I have 10mm (stock IDI = 9mm), 11mm, and 12mm parts... I was only curious as to know if Gerry has overcome the low-RPM issue with 12mm. My pump will be tested on a Bosch dyno at a pump shop so we'll see how it goes with each upgrade. For the record, my pump must be built for max. 3,500 RPM (7,000 RPM crank).
As for timing advance, Gerry and I have met with Jeff @ Rocketchip several times since Waterfest 2004 and he has shown us his pump mod in the timing control collar to allow greater advance.

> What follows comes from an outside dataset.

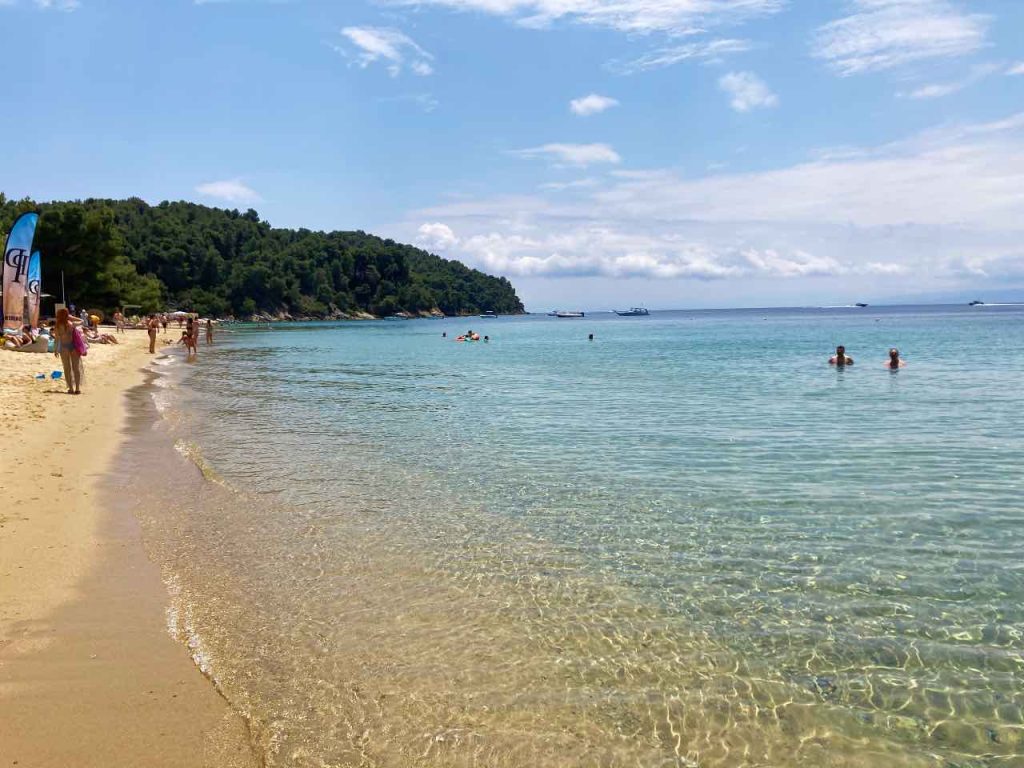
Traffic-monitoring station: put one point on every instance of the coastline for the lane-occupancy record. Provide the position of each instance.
(89, 675)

Gerry is in the process to do that mod over this winter.
Do you know how many degrees advance?
I received this PM from Gerry just a few hours ago:
HI Dave I got the motor out and the 22 back on with my new intake.Modified the pump so it gets more advance.
I cut the top off a IZ manifold and welded on 3 inch tube with a slot in the tube to match the manifold,inlet on the end.
Planning on tearing down the trans soon and getting a diff from JRP.
Got a electric FP that I want to hook up too.
Got to find some slicks too.
Still working on a better boost control, I think i should open up the vanes some more on the 22 to keep the speed down.
As I recall (and this is going strictly from memory, so take it FWIW), you hit the stop on the timing collar at about 27 degs. Jeff showed us how we can through some machining increase this to about 35 degs. Don't know where this will take us in terms of RPM potential. Obviously programming will have to play along, and I don't know what is the limit that the ECU can address...
I vaguely recall in 2004 that Jeff was interested in building a revver TDI (I could be wrong.. I did talk with him about making my ALH TDI rev high), but it looks like he has max. 4,000-4,500 RPM with 12mm pump today, which makes his pump timing advance mod seem obsolete, just for his application.
Another member on both forums, SpikeTDI, had done some investigations and simulation using the same software as me. He had come up with a cam profile that looked very good, but I have not succeded in getting in touch with him.
He has been spending more time in the hospital than out lately.
I'm very sorry to hear that. We have had some good discussions (and arguments) off-line and on (almost in that order, respectively...) I hope he gets better from whatever ails him. If you or anyone else reading this are in contact with him, please send him my best regards.